16. Voor zover eiser een beroep op het vertrouwensbeginsel heeft bedoelen te doen en meent dat de beschikking van 16 december 2015 bij hem het in rechte te honoreren vertrouwen heeft gewekt dat vanaf die datum de termijnen van artikel 3.150, eerste lid, van de Wet IB 2001 zijn gaan lopen en de verliezen nog niet waren verdampt, overweegt de rechtbank als volgt. Van een bewuste standpuntbepaling van verweerder is in dezen geen sprake. Naar het oordeel van de rechtbank kan bij eiser evenmin de indruk zijn ontstaan dat de beschikking ertoe strekte de eerder over de jaren voorafgaande aan het kalenderjaar 2007 vastgestelde verliezen opnieuw vast te stellen of te doen herleven.
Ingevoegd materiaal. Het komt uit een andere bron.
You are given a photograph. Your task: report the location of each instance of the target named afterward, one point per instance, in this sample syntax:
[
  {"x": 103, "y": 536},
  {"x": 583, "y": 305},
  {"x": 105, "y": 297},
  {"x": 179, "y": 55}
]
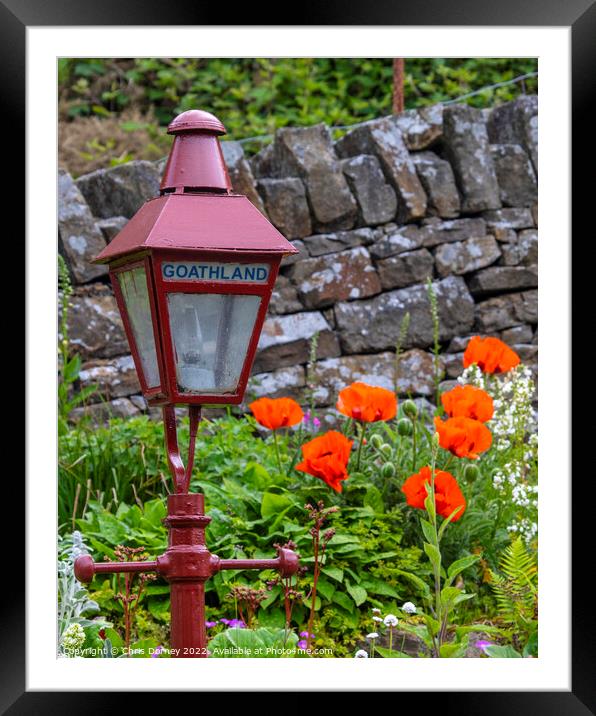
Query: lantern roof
[
  {"x": 196, "y": 210},
  {"x": 216, "y": 222}
]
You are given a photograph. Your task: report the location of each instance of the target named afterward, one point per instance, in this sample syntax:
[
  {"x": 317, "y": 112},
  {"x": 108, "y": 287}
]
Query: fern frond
[{"x": 515, "y": 588}]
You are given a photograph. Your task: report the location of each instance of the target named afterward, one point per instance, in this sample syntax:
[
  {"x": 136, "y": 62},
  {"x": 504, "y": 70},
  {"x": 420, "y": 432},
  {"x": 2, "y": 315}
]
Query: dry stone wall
[{"x": 443, "y": 192}]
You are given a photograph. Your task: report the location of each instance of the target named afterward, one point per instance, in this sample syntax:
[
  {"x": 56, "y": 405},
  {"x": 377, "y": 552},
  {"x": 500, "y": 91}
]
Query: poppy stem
[
  {"x": 436, "y": 565},
  {"x": 277, "y": 451},
  {"x": 413, "y": 444},
  {"x": 362, "y": 431}
]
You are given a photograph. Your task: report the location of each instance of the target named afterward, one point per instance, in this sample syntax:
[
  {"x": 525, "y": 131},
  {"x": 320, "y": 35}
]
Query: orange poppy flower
[
  {"x": 326, "y": 457},
  {"x": 367, "y": 403},
  {"x": 448, "y": 496},
  {"x": 275, "y": 413},
  {"x": 491, "y": 355},
  {"x": 463, "y": 437},
  {"x": 467, "y": 401}
]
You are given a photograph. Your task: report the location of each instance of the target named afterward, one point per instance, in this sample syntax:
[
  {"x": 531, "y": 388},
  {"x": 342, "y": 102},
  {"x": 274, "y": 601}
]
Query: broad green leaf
[
  {"x": 428, "y": 530},
  {"x": 357, "y": 593},
  {"x": 460, "y": 564},
  {"x": 273, "y": 504},
  {"x": 378, "y": 586},
  {"x": 307, "y": 601},
  {"x": 343, "y": 600},
  {"x": 433, "y": 625},
  {"x": 415, "y": 579},
  {"x": 449, "y": 595},
  {"x": 325, "y": 588},
  {"x": 433, "y": 554},
  {"x": 334, "y": 572}
]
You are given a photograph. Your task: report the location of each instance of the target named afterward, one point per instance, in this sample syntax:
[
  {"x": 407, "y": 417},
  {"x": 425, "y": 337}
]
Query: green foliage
[
  {"x": 68, "y": 366},
  {"x": 255, "y": 96},
  {"x": 516, "y": 585}
]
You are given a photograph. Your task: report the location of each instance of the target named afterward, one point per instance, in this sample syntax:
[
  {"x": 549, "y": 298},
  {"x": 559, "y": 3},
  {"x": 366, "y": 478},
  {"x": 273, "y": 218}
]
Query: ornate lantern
[{"x": 193, "y": 272}]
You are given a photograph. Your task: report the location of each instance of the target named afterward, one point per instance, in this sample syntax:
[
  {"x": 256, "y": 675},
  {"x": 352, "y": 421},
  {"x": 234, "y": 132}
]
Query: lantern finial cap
[{"x": 195, "y": 120}]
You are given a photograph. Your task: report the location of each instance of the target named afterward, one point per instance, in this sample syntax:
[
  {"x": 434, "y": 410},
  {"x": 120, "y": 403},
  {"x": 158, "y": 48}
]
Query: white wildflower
[{"x": 73, "y": 638}]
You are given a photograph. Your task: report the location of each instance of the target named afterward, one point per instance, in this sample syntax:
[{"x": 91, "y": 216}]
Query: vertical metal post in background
[{"x": 398, "y": 85}]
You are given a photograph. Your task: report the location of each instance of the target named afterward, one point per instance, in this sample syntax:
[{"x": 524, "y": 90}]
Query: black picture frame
[{"x": 580, "y": 15}]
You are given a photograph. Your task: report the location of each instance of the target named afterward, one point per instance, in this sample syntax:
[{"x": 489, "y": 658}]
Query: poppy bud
[
  {"x": 471, "y": 473},
  {"x": 386, "y": 450},
  {"x": 410, "y": 409},
  {"x": 404, "y": 428},
  {"x": 388, "y": 470},
  {"x": 376, "y": 441}
]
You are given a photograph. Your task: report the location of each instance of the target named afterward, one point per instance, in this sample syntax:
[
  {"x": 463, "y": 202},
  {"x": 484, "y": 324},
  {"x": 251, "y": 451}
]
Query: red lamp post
[{"x": 193, "y": 272}]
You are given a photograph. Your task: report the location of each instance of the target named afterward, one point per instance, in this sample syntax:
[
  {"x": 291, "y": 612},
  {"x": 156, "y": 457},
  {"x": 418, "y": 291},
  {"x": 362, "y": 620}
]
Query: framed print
[{"x": 339, "y": 303}]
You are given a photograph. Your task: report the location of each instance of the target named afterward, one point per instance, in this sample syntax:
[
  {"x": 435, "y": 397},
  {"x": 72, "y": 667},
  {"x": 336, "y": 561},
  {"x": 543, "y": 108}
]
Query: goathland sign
[{"x": 211, "y": 271}]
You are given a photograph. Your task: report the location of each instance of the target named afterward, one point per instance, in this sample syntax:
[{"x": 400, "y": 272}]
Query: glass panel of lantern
[
  {"x": 211, "y": 333},
  {"x": 135, "y": 292}
]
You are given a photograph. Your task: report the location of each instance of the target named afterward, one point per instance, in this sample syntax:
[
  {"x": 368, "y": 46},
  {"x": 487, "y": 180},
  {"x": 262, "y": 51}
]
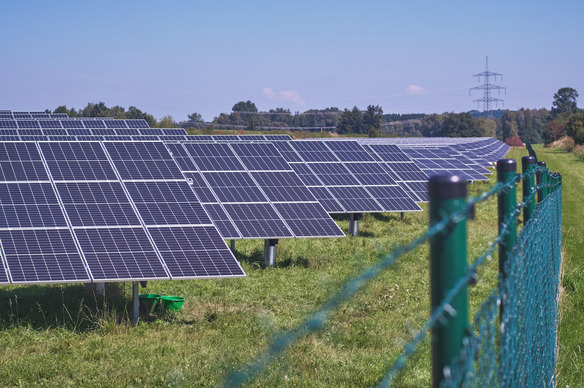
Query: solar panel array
[
  {"x": 250, "y": 191},
  {"x": 89, "y": 211},
  {"x": 105, "y": 202}
]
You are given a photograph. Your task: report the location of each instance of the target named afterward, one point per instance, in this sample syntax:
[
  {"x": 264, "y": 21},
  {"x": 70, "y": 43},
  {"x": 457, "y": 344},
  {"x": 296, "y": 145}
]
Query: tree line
[
  {"x": 101, "y": 110},
  {"x": 533, "y": 125}
]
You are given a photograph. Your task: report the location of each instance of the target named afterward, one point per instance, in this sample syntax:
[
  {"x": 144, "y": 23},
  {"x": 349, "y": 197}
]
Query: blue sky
[{"x": 179, "y": 57}]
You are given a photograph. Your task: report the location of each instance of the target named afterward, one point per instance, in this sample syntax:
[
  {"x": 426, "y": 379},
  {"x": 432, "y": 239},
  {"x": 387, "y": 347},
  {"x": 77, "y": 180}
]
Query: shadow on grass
[{"x": 68, "y": 306}]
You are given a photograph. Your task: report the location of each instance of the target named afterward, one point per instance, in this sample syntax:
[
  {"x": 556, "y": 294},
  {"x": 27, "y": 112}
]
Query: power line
[{"x": 487, "y": 87}]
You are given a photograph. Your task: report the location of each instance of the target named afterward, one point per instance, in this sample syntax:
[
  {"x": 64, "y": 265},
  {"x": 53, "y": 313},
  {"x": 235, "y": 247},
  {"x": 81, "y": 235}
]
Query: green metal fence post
[
  {"x": 528, "y": 165},
  {"x": 506, "y": 205},
  {"x": 541, "y": 179},
  {"x": 447, "y": 266}
]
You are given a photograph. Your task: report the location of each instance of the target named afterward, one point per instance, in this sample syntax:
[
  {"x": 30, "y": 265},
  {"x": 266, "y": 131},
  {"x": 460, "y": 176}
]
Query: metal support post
[
  {"x": 135, "y": 303},
  {"x": 542, "y": 180},
  {"x": 447, "y": 266},
  {"x": 270, "y": 251},
  {"x": 527, "y": 166},
  {"x": 354, "y": 224}
]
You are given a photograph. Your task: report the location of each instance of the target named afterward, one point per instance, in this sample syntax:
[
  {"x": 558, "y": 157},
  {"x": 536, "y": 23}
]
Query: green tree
[
  {"x": 350, "y": 121},
  {"x": 575, "y": 127},
  {"x": 166, "y": 122},
  {"x": 372, "y": 120},
  {"x": 460, "y": 125},
  {"x": 244, "y": 106},
  {"x": 251, "y": 124},
  {"x": 565, "y": 100},
  {"x": 196, "y": 117}
]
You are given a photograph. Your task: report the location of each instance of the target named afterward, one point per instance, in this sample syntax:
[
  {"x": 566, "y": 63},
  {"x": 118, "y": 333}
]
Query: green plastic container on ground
[
  {"x": 149, "y": 301},
  {"x": 172, "y": 303}
]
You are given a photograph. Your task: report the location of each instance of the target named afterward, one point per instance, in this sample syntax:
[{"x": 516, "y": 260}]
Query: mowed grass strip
[{"x": 62, "y": 336}]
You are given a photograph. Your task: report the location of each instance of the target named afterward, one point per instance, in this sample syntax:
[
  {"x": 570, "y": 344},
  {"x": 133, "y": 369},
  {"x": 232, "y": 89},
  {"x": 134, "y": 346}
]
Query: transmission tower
[{"x": 487, "y": 87}]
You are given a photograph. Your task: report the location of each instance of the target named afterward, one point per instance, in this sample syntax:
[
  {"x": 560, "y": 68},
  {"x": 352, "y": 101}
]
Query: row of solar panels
[
  {"x": 7, "y": 114},
  {"x": 83, "y": 211},
  {"x": 89, "y": 123}
]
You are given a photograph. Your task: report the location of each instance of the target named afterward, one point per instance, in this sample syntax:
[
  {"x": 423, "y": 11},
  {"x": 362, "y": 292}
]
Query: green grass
[{"x": 64, "y": 336}]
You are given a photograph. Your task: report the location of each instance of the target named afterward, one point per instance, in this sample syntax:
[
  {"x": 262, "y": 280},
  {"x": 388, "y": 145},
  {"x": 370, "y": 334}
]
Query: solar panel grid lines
[
  {"x": 166, "y": 205},
  {"x": 42, "y": 256},
  {"x": 348, "y": 176},
  {"x": 260, "y": 179},
  {"x": 101, "y": 215}
]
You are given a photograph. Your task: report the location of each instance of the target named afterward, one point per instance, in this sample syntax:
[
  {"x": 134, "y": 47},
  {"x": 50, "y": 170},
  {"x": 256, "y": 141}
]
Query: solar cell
[
  {"x": 116, "y": 124},
  {"x": 214, "y": 157},
  {"x": 21, "y": 162},
  {"x": 349, "y": 151},
  {"x": 370, "y": 174},
  {"x": 222, "y": 221},
  {"x": 333, "y": 174},
  {"x": 313, "y": 151},
  {"x": 282, "y": 187},
  {"x": 42, "y": 256},
  {"x": 50, "y": 124},
  {"x": 28, "y": 124},
  {"x": 97, "y": 204},
  {"x": 355, "y": 198},
  {"x": 77, "y": 161},
  {"x": 93, "y": 124},
  {"x": 258, "y": 156},
  {"x": 167, "y": 203},
  {"x": 120, "y": 254},
  {"x": 326, "y": 199},
  {"x": 143, "y": 160},
  {"x": 234, "y": 187},
  {"x": 308, "y": 220},
  {"x": 200, "y": 187},
  {"x": 257, "y": 220},
  {"x": 29, "y": 205},
  {"x": 137, "y": 123},
  {"x": 9, "y": 124},
  {"x": 75, "y": 124},
  {"x": 195, "y": 252}
]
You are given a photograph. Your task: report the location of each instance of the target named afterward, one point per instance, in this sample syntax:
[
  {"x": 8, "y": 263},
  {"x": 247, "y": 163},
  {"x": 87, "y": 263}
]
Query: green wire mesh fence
[{"x": 512, "y": 339}]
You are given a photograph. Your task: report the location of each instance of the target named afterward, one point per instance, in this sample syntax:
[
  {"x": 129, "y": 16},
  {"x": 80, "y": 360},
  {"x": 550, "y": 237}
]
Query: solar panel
[
  {"x": 340, "y": 174},
  {"x": 170, "y": 210},
  {"x": 235, "y": 178},
  {"x": 9, "y": 124},
  {"x": 75, "y": 124},
  {"x": 195, "y": 252},
  {"x": 214, "y": 157},
  {"x": 21, "y": 162},
  {"x": 257, "y": 220},
  {"x": 50, "y": 124},
  {"x": 77, "y": 161},
  {"x": 143, "y": 160},
  {"x": 120, "y": 254},
  {"x": 97, "y": 204},
  {"x": 116, "y": 124},
  {"x": 30, "y": 205},
  {"x": 42, "y": 256}
]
Gelet op de inkomensgegevens van eiser over de belastingjaren 1999 tot en met 2014, waarvan niet in geschil is dat eiser daarover beschikte, had eiser in redelijkheid moeten beseffen dat genoemde verliezen niet meer konden worden verrekend met de aanslag IB/PVV 2015. De omstandigheid dat in de beschikking van 16 december 2015 niet staat vermeld dat de verliezen niet verrekenbaar zijn met aanslagen IB/PVV over de jaren 2015 en verder, acht de rechtbank onvoldoende om een impliciete standpuntbepaling in de door eiser voorgestane zin aan te nemen. De omstandigheid dat de verliesverrekeningsbeschikking, in afwijking van het bepaalde in artikel 3.152, tweede lid, van de Wet IB 2001, niet gelijktijdig met het vaststellen van de aanslag IB/PVV 2007 is gegeven, brengt evenmin met zich dat eiser een gerechtvaardigd beroep kan doen op de indruk van een bewuste standpuntbepaling. Voor zover enig vertrouwen bij eiser zou zijn gewekt, is dit vertrouwen bovendien onmiddellijk weggenomen middels de – door verweerder ter zitting overgelegde – uitspraak op bezwaar betreffende de aanslag IB/PVV 2013 met dagtekening 17 december 2015. In deze uitspraak op bezwaar is een nog te verrekenen ondernemingsverlies uit voorafgaande jaren opgenomen ten bedrage van € 1.762. Dit verlies is geheel verrekend met het positieve inkomen uit werk en woning uit het jaar 2013 waarna blijkens de uitspraak een “nog te verrekenen ondernemingsverlies” van € 0 overblijft. Ook hieruit had eiser moeten begrijpen dat met betrekking tot de aanslag IB/PVV 2015 geen voorwaarts verrekenbare verliezen meer bestonden, zodat het beroep op het vertrouwensbeginsel faalt.
17. Gelet op het vorenoverwogene dient het beroep ongegrond te worden verklaard.
18. Voor een proceskostenveroordeling bestaat geen aanleiding.